Des dispositifs locaux comme l’octroi de mer compliquent encore la situation. La raison d’être de cette taxe est de favoriser la consommation de produits locaux, mais elle a quelques effets pervers, comme l’illustre Caroline Méjean : « en Martinique, les importations de poissons et de produits de la mer sont fortement taxées, avec des taux d’octroi très élevés, ce qui rend ces produits dont la consommation est fortement recommandée par le PNNS, difficilement accessible », explique-t-elle. Dans ses recommandations, l’expertise collective suggère d’intégrer des objectifs de santé publique dans les dispositifs fiscaux spécifiques et de promouvoir une production locale, agricole et transformée, par une politique volontariste de bonne qualité.

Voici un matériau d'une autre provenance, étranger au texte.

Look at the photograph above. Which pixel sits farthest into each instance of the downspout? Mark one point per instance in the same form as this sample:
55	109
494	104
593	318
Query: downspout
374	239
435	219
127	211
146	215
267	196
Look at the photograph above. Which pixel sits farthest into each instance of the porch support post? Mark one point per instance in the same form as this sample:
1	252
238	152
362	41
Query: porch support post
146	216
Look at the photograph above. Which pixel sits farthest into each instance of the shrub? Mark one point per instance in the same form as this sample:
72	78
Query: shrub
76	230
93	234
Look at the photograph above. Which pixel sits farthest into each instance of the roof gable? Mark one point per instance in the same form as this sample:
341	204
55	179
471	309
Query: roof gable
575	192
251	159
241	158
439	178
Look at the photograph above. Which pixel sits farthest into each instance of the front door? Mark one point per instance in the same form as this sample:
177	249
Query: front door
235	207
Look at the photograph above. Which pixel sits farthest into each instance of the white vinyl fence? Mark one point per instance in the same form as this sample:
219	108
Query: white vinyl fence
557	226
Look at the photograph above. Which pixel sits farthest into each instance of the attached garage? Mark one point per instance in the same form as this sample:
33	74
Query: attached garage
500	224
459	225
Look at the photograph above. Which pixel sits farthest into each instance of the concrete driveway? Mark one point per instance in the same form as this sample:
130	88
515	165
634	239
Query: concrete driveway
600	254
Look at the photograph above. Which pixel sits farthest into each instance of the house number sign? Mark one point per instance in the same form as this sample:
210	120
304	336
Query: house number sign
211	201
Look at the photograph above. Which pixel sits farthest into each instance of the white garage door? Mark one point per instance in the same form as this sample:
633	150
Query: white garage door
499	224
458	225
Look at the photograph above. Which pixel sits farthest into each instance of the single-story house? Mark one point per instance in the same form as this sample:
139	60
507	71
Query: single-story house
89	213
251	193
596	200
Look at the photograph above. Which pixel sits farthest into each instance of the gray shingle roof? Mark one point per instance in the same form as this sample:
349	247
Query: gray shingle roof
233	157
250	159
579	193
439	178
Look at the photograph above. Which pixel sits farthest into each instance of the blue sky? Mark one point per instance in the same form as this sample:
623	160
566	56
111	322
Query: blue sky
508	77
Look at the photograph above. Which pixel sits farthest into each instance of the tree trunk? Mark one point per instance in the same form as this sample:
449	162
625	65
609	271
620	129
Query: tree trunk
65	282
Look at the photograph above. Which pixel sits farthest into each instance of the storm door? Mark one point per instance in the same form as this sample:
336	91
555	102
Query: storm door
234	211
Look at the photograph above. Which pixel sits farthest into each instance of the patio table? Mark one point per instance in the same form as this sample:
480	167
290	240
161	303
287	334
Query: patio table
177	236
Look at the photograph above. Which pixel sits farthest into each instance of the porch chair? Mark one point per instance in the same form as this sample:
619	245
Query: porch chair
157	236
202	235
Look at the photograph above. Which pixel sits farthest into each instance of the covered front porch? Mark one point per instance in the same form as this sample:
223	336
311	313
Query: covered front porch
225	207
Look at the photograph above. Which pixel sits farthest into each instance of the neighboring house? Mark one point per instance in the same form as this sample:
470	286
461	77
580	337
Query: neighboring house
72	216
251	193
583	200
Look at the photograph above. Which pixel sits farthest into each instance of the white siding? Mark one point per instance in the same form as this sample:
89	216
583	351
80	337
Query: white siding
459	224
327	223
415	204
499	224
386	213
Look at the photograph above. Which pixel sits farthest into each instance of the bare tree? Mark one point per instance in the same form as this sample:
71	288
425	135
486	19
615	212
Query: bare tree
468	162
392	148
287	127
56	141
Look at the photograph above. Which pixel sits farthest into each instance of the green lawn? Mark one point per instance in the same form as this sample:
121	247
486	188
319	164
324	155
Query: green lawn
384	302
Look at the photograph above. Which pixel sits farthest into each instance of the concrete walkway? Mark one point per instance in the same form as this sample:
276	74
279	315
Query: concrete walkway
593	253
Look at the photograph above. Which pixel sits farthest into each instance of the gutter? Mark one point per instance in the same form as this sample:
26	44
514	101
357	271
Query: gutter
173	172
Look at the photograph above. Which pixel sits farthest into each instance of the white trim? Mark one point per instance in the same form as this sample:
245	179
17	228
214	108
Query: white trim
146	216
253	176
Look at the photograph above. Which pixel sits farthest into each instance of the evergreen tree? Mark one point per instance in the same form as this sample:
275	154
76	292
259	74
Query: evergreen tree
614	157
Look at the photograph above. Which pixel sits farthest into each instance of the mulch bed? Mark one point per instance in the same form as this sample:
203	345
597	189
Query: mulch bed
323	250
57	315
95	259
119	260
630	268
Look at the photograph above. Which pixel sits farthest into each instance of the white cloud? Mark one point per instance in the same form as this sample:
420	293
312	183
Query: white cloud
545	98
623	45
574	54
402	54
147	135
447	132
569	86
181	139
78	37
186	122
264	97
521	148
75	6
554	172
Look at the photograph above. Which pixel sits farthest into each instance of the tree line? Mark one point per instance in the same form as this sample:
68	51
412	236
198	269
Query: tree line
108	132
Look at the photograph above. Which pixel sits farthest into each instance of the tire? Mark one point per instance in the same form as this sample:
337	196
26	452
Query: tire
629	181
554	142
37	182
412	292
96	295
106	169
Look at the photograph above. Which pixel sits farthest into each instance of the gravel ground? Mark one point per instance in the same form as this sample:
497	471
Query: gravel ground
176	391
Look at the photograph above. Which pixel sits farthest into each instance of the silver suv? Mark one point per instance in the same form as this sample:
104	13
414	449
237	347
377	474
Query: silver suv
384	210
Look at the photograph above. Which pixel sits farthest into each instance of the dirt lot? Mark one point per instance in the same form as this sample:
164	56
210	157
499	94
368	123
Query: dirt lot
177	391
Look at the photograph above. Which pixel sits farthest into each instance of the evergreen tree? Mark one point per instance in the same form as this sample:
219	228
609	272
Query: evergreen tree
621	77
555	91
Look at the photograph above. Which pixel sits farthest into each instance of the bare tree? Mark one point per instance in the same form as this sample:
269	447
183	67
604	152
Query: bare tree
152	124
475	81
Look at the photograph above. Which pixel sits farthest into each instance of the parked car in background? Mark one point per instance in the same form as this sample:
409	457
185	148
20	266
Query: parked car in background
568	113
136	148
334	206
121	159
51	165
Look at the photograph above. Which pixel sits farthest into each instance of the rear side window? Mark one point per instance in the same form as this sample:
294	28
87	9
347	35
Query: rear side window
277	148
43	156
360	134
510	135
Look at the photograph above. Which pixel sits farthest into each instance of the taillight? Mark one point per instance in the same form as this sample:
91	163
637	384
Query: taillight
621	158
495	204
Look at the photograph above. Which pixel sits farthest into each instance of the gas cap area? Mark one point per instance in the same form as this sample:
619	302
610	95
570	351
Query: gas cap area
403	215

Promouvoir des recherches sur ces politiques et leurs effets est d’ailleurs une recommandation forte des experts. « On manque aussi de données épidémiologiques, insiste Caroline Méjean. Par exemple, nous disposons d’un faisceau de présomptions en faveur d’une plus grande sédentarité des jeunes (équipements sportifs rares, aménagement urbain peu adapté à la marche et au vélo etc.) mais pas de données pour le prouver. » En Guyane, aucune donnée n’existe concernant la consommation alimentaire et l’état nutritionnel de la population. À Mayotte, la dernière grande enquête épidémiologique sur la nutrition, l’étude Nutrimay, date de 2006.